27 June 2009
Ragweed leaf beetle (Zygogramma suturalis) larvae
I was hiking this morning at the Cherokee Marsh conservation park with members of the Southern Wisconsin Butterfly Association. On the leaves of what I believe were Canada Goldenrod we encountered an abundance of critters that none of us recognized. Some were clustered in groups (top photo) on the underside of leaves; others were wandering solo. The second photo shows one with a large "club" at the end of its tail. When I put him on my hand, the "club" fell off, and I felt momentarily bad... until I got home and discovered what it was...
These are obviously not caterpillars; the most familiar creature they resemble are the larvae of ladybugs. After further searching I decided these are the larvae of the "ragweed leaf beetle" (Zygogramma suturalis). The adult is a handsome, colorful beetle. But these youngsters are even more interesting. Those "clubs" on the ends of their tails are collections of feces which they wave about to discourage predators.

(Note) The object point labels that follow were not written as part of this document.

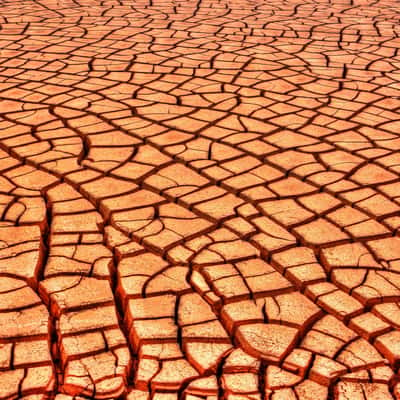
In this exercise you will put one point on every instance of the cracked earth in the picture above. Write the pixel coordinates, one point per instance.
(200, 200)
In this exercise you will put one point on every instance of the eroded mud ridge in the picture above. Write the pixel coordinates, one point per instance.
(200, 200)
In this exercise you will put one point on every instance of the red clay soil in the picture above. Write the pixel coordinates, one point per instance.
(200, 200)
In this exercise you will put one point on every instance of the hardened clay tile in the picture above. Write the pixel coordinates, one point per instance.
(199, 200)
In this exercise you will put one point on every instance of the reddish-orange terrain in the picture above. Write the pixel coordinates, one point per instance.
(200, 200)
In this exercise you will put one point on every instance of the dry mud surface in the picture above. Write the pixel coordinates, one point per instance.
(200, 200)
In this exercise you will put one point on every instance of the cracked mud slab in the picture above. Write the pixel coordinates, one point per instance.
(199, 200)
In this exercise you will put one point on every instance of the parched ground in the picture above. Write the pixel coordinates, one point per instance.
(199, 200)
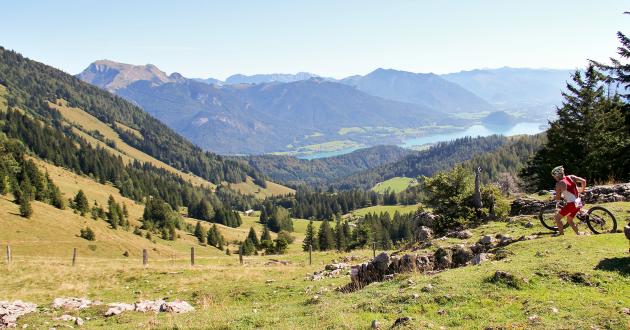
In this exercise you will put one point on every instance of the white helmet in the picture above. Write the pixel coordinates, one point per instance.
(557, 171)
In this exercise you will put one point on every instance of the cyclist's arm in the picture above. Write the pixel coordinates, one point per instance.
(580, 182)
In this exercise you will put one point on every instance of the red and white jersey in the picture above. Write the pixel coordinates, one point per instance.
(571, 193)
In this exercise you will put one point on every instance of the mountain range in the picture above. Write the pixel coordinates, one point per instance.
(282, 112)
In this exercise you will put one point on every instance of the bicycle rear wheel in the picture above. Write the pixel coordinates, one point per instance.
(546, 217)
(601, 221)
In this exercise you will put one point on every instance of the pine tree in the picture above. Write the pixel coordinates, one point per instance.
(340, 236)
(266, 234)
(252, 237)
(263, 216)
(81, 203)
(310, 240)
(248, 247)
(25, 206)
(325, 237)
(590, 121)
(200, 233)
(88, 234)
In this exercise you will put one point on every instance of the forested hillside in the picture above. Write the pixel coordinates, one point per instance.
(320, 172)
(27, 87)
(31, 85)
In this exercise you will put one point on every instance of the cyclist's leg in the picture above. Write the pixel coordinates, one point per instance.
(559, 224)
(572, 224)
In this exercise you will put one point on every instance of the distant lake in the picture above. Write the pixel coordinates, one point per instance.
(477, 130)
(473, 131)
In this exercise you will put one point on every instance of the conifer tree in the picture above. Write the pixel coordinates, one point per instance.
(340, 236)
(81, 203)
(200, 233)
(252, 237)
(326, 237)
(248, 247)
(266, 234)
(310, 240)
(26, 209)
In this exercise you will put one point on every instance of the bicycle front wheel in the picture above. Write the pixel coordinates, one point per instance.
(601, 221)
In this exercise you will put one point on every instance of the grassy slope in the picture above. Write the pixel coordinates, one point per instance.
(227, 295)
(396, 184)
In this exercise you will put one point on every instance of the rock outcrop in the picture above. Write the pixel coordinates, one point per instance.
(11, 311)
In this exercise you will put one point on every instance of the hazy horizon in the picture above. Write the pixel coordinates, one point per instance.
(214, 39)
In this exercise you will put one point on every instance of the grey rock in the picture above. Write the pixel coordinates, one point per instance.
(480, 258)
(424, 234)
(486, 240)
(178, 306)
(10, 312)
(401, 321)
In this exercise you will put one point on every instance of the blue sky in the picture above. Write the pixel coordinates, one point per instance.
(334, 38)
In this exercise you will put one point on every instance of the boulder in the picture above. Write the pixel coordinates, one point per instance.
(149, 306)
(177, 307)
(462, 234)
(10, 312)
(443, 259)
(486, 240)
(401, 321)
(480, 258)
(71, 303)
(424, 234)
(461, 255)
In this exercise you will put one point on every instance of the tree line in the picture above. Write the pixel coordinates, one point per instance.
(591, 136)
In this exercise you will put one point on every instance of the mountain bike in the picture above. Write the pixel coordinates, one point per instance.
(598, 219)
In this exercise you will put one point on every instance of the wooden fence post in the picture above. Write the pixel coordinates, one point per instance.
(310, 254)
(240, 254)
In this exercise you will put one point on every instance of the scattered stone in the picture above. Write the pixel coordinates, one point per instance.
(401, 321)
(177, 307)
(507, 279)
(534, 318)
(577, 278)
(118, 308)
(462, 234)
(443, 258)
(486, 240)
(461, 256)
(148, 306)
(11, 311)
(71, 303)
(480, 258)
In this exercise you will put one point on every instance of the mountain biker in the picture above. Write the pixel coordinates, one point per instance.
(567, 188)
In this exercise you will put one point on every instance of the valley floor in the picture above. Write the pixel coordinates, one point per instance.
(266, 294)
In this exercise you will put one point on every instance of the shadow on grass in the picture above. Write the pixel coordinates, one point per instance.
(619, 264)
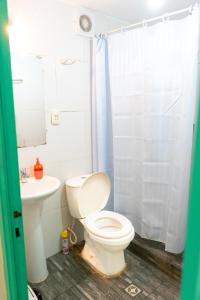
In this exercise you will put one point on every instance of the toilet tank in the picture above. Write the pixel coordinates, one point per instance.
(87, 194)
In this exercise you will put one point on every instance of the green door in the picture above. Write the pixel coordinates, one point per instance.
(11, 227)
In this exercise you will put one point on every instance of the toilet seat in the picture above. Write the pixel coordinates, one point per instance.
(108, 225)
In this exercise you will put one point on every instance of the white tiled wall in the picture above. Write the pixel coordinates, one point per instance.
(46, 27)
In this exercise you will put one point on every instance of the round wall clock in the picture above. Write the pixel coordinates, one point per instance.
(85, 23)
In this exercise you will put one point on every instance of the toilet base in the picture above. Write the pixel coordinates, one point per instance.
(106, 263)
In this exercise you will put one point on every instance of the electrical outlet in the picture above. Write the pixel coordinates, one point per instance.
(55, 117)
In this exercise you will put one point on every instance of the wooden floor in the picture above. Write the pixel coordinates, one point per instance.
(71, 278)
(155, 253)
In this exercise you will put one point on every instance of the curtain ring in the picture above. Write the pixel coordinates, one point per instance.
(144, 23)
(165, 17)
(122, 29)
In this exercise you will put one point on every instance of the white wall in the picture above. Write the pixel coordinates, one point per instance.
(46, 27)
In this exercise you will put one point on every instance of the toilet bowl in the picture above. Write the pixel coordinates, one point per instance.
(107, 234)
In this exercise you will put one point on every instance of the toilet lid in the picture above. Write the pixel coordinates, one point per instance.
(108, 224)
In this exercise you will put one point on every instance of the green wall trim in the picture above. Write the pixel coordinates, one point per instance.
(190, 289)
(13, 247)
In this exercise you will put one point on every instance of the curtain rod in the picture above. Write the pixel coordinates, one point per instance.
(165, 16)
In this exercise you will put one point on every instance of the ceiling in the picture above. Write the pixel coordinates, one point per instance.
(132, 10)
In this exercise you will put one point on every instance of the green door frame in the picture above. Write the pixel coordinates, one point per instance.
(191, 266)
(10, 202)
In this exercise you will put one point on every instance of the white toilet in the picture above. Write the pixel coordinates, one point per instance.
(107, 234)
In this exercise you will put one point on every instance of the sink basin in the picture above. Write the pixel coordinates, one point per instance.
(34, 190)
(33, 194)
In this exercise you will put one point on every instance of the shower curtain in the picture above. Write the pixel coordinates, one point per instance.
(153, 77)
(102, 148)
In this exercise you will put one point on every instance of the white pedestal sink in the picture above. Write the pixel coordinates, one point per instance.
(33, 194)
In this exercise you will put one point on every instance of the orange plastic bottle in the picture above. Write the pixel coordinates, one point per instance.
(38, 170)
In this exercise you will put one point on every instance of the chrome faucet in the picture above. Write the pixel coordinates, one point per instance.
(24, 175)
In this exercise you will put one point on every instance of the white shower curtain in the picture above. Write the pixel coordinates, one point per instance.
(102, 148)
(153, 76)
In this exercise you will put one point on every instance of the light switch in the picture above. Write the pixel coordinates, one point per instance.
(55, 117)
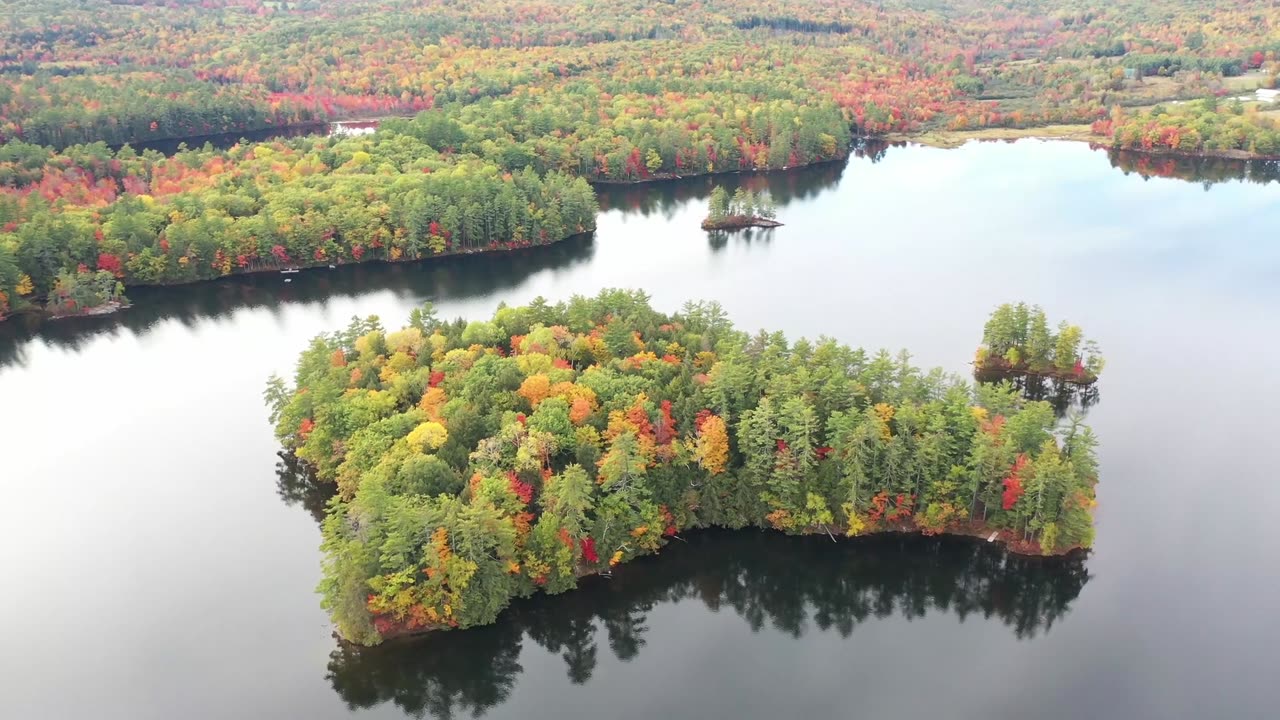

After I brought one home I was able to get more detailed pictures. At first I thought I was having difficulty focusing the lens, but the fourth photo above shows that the body is covered by a layer of slime, which presumably has some toxicity to insectivores, or at least must taste dreadful. Protruding through the slime are a series of lateral spikes.
Look at the defense mechanisms this little fellow has - a hard carapace, probably the ability to roll into a ball like a pillbug (I didn't challenge him), with a slimy covering penetrated by spikes (reminiscent of the testudo (turtle) formation used by the Roman legions). Top that all off with a ball of feces waved in the air, and you can't help but marvel at what millions of years of evolution can achieve.
It looks to me like the stegasaurus didn't disappear - it just shrank in size.
All the pix enlarge nicely with a click.